Speaking at a conference on the 50th anniversary of the publication of Lord Robbins’ report on higher education, the universities and science minister said the start of the Universities’ Central Council on Admissions in 1961 was the turning point for the UK’s higher education system, rather than the much-lauded report by the London School of Economics director two years later.

Mr Willetts told an audience at the Institute of Education, University of London, on 24 October that Ucca – now Ucas – had “created a nationwide applications system that brought the system we have towards student choice”.

Unlike more “regionalist” systems in the US and Germany, where students generally apply to their local university, people were encouraged to pick universities across the country.

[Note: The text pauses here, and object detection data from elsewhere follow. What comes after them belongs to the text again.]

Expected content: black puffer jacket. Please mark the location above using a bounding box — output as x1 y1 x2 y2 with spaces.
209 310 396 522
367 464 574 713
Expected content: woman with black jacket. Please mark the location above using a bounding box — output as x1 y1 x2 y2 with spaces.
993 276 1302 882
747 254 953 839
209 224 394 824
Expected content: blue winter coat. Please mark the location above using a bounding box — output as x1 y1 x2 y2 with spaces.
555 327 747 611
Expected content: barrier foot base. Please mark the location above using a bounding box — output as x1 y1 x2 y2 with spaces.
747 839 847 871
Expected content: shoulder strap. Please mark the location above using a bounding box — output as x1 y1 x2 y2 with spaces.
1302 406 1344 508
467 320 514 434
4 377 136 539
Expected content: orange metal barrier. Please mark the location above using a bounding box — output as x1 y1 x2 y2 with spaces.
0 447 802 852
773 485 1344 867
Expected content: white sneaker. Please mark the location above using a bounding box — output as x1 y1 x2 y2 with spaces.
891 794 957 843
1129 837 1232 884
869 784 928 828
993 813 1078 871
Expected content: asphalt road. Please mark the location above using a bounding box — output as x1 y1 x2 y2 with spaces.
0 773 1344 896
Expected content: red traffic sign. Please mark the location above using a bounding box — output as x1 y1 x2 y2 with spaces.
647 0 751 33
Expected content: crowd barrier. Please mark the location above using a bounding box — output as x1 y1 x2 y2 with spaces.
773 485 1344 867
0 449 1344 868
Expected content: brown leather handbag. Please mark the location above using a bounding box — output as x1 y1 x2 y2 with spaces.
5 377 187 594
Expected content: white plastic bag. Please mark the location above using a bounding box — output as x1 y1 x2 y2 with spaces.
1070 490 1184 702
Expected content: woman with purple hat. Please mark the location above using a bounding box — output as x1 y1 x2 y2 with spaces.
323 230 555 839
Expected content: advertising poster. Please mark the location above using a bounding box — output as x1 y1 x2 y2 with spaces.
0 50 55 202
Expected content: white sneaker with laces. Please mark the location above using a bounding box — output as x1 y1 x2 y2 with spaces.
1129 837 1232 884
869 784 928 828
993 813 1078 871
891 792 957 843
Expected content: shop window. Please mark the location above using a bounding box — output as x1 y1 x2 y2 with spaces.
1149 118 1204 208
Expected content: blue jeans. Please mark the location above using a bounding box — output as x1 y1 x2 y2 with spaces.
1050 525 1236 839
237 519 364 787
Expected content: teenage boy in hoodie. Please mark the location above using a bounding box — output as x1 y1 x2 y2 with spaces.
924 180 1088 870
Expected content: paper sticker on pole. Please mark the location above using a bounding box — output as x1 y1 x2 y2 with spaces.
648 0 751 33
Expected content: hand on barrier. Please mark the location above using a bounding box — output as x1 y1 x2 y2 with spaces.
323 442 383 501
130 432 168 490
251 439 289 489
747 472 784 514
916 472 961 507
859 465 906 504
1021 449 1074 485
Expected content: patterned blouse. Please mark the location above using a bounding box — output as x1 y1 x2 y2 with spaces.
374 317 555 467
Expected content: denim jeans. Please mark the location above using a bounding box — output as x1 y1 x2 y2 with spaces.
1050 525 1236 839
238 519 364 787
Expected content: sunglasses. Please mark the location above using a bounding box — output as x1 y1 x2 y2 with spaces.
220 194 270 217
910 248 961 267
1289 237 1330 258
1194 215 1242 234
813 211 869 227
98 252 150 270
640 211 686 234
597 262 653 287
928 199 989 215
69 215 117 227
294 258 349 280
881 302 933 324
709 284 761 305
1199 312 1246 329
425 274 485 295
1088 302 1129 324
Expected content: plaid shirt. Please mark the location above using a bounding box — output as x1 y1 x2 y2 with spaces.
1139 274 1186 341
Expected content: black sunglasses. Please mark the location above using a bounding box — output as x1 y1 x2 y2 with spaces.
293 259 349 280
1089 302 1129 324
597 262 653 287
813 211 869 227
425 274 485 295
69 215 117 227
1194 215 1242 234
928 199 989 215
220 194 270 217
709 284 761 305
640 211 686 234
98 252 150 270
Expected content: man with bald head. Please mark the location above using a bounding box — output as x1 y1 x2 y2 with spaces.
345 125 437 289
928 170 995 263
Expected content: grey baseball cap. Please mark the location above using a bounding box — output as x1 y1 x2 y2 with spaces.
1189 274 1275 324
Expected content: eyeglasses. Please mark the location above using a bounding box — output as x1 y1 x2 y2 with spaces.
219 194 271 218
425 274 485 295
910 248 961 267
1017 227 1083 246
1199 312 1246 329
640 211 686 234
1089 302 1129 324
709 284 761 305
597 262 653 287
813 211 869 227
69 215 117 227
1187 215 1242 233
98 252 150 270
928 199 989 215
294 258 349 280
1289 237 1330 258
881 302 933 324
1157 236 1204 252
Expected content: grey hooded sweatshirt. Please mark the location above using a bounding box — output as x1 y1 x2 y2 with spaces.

Allowing universities to increase the number of student places for high-achieving pupils – part of the coalition’s 2010 reforms – extended the idea of student choice set in motion by the creation of Ucca, Mr Willetts told the conference.

“Marketisation is making the dangerous choice of taking the system of the 1960s seriously,” he said. Those who criticised his plans had to say “if they disagree with the fact that more students get their first choice or was the mistake [introducing] Ucca?”, he asked.

Nonetheless, Mr Willetts, who published his own review of the Robbins report last week, welcomed many of the 1963 report’s recommendations, including its call for the university sector to double in size.

Contrasting his view of higher education with that of other MPs, he said: “You have a very different view about university expansion if you represent a constituency where you have only 23 per cent of young people going to university.”

He also rejected suggestions by Sir David Watson, principal of Green Templeton College, Oxford, that the UK risked a “sub-prime” student loan crisis, as low-earning graduates struggled to repay loans for £9,000 tuition fees. But he admitted the absence of funding options for postgraduates was an issue, saying it was “the new social mobility barrier”.